Those guilty in the tragedy have not been punished. Some participants have fled to Russia or the occupied Donbas region of Eastern Ukraine, but most remain in Ukrainian territory. There are currently six criminal proceedings for the May 2 case.

This year, on the eve of the May 9 Victory Day commemorations, Hromadske journalist Dmytro Replianchuk returned to Odesa to report on how things have changed.

The situation in Odesa remains tense. The city has quite active support for pro-Russian forces, but conflicts between them and nationalist are not as extensive as they once were. They arise mainly on symbolic dates or anniversaries. "The situation is much 'softer' than it was in the years 2014-2015," said Dmytro Holovyn, head of the Odesa Regional Police. "But the conflict has not stabilized, it continues."

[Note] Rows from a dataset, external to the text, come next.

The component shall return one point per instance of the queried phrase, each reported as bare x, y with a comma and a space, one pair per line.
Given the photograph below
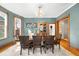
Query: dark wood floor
64, 44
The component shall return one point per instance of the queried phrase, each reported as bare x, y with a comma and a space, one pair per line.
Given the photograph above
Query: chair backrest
37, 40
24, 41
49, 40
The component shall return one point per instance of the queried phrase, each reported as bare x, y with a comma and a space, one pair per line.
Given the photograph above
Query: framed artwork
3, 25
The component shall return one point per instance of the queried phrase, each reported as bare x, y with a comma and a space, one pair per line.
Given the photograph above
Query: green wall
10, 26
74, 24
36, 20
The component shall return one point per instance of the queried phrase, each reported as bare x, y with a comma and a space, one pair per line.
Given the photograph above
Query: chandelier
39, 12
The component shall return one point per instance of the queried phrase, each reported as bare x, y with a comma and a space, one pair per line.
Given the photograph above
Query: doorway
17, 27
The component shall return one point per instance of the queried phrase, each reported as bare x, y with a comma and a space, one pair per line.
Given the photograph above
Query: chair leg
28, 51
41, 50
33, 50
52, 49
45, 50
21, 51
59, 45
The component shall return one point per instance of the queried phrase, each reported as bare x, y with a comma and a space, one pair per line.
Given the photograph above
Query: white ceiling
29, 10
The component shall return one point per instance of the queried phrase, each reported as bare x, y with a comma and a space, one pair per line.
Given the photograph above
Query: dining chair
37, 43
25, 43
49, 43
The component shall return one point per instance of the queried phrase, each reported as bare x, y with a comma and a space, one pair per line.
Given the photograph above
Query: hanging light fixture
39, 12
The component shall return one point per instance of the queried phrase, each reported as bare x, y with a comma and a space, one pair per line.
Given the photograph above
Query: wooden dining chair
57, 40
25, 43
37, 43
49, 43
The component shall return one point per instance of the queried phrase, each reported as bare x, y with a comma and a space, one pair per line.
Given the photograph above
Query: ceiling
29, 10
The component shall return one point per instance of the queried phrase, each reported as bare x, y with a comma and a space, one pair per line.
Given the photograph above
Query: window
3, 25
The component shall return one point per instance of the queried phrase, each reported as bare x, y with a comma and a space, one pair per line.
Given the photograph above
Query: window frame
5, 16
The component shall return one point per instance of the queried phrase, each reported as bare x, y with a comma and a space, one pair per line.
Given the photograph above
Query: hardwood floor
65, 44
3, 48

According to Holovyn, resistance and opposition can be divided into two categories: open resistance as was seen in the events of May 2 and May 9 and the "disguised work" of saboteurs and reconnaissance groups. "The SBU is very active here and we are doing everything in our power to help them," said Holovyn. "Those who are screaming and spitting at the police are wrong."

Similarly, the coordinator of the "May 2" group of experts, Tetyana Herasymova, claimed that investigations such as these can take a long time. "These things are not investigated quickly and such cases take months to be heard in court," Herasymova explained. "We have to understand that investigations and trials take many years. Maybe even 10 years."

Several thousand people came to Kulykove Pole to honour the memory of the dead on the third anniversary of the May 2 tragedy. Some used the event as a platform for political speeches.

On Victory Day, May 9, flowers were laid at the site of the eternal flame and participants gathered for the march of the "Eternal Regiment". They were, however, banned from wearing St. George Ribbbons and other Soviet symbols. Police broke up confrontations between the marchers and right sector groups.

Odesa nationalists and right sector groups responded with their own Victory Day parade with Soviet flags and St. George Ribbons in the nearby village of Kuchurgan, on the border with Transnistria.

Nevertheless, editor-in-chief of local "Dumskaya" media, Oleh Konstantynov, maintained that Odesa will remain part of Ukraine. “Objectively speaking the majority of people in Odesa don’t care who is in power, let’s be honest," Konstantynov said. "As long as there is a Ukrainian state with its security forces in power, its army, and thousands of people who have gone through the war in the East in the Ukrainian Armed Forces, Odesa will remain Ukrainian. It will celebrate Ukrainian holidays. It might 'muddy the waters' on May 9 with the march of the 'Eternal Regiment', but that’s all.”